US 12,482,106 B2
Method and electronic device for segmenting objects in scene
Biplab Chandra Das, Bangalore (IN); Kiran Nanjunda Iyer, Bangalore (IN); Shouvik Das, Kolkata (IN); and Himadri Sekhar Bandyopadhyay, Kolkata (IN)
Assigned to SAMSUNG ELECTRONICS CO., LTD., Suwon-si (KR)
Filed by SAMSUNG ELECTRONICS CO., LTD., Suwon-si (KR)
Filed on Nov. 8, 2022, as Appl. No. 17/983,119.
Application 17/983,119 is a continuation of application No. PCT/KR2022/017489, filed on Nov. 8, 2022.
Claims priority of application No. 202141051046 (IN), filed on Oct. 21, 2021; and application No. 202141051046 (IN), filed on Nov. 8, 2021.
Prior Publication US 2023/0131589 A1, Apr. 27, 2023
Int. Cl.

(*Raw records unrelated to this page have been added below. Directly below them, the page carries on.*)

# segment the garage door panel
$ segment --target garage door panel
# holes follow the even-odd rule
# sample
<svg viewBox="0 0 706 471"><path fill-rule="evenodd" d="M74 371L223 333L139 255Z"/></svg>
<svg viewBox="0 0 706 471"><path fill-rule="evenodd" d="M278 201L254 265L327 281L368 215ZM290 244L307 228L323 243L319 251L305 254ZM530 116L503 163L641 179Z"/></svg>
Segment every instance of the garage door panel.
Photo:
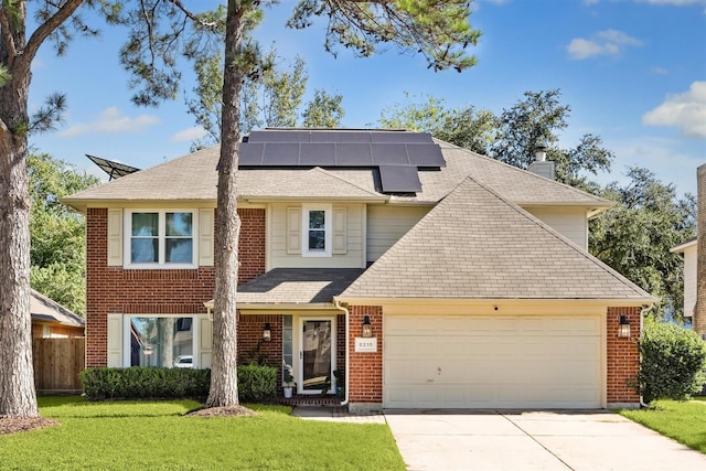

G06T 7/11 (2017.01); G06T 7/73 (2017.01); G06V 10/77 (2022.01); G06V 10/80 (2022.01); G06V 10/82 (2022.01); G06V 20/70 (2022.01)
CPC G06T 7/11 (2017.01) [G06T 7/73 (2017.01); G06V 10/7715 (2022.01); G06V 10/806 (2022.01); G06V 10/82 (2022.01); G06V 20/70 (2022.01); G06T 2207/20016 (2013.01); G06T 2207/20084 (2013.01)] 18 Claims
OG exemplary drawing
 
1. A method for segmenting objects in a scene by an electronic device, the method comprising:
inputting at least one input frame of the scene into a pre-trained neural network model, the scene comprising a plurality of objects;
determining a position and a shape of each object of the plurality of objects in the scene using the pre-trained neural network model;
determining an array of coefficients for pixels associated with each object of the plurality of objects in the scene using the pre-trained neural network model; and
generating a segment mask for each object of the plurality of objects based on the position, the shape, and the array of coefficients for each object of the plurality of objects in the scene,
wherein the generating the segment mask for each object of the plurality of objects comprises:
obtaining semantically aware center maps and shape aware prototype masks associated with each object of the plurality of objects in the scene,
determining a linear combination of the semantically aware center maps and the shape aware prototype masks weighted by corresponding coefficients of the array of coefficients on each center location, and
generating the segment mask for each object of the plurality of objects based on the linear combination of the semantically aware center maps and the shape aware prototype masks.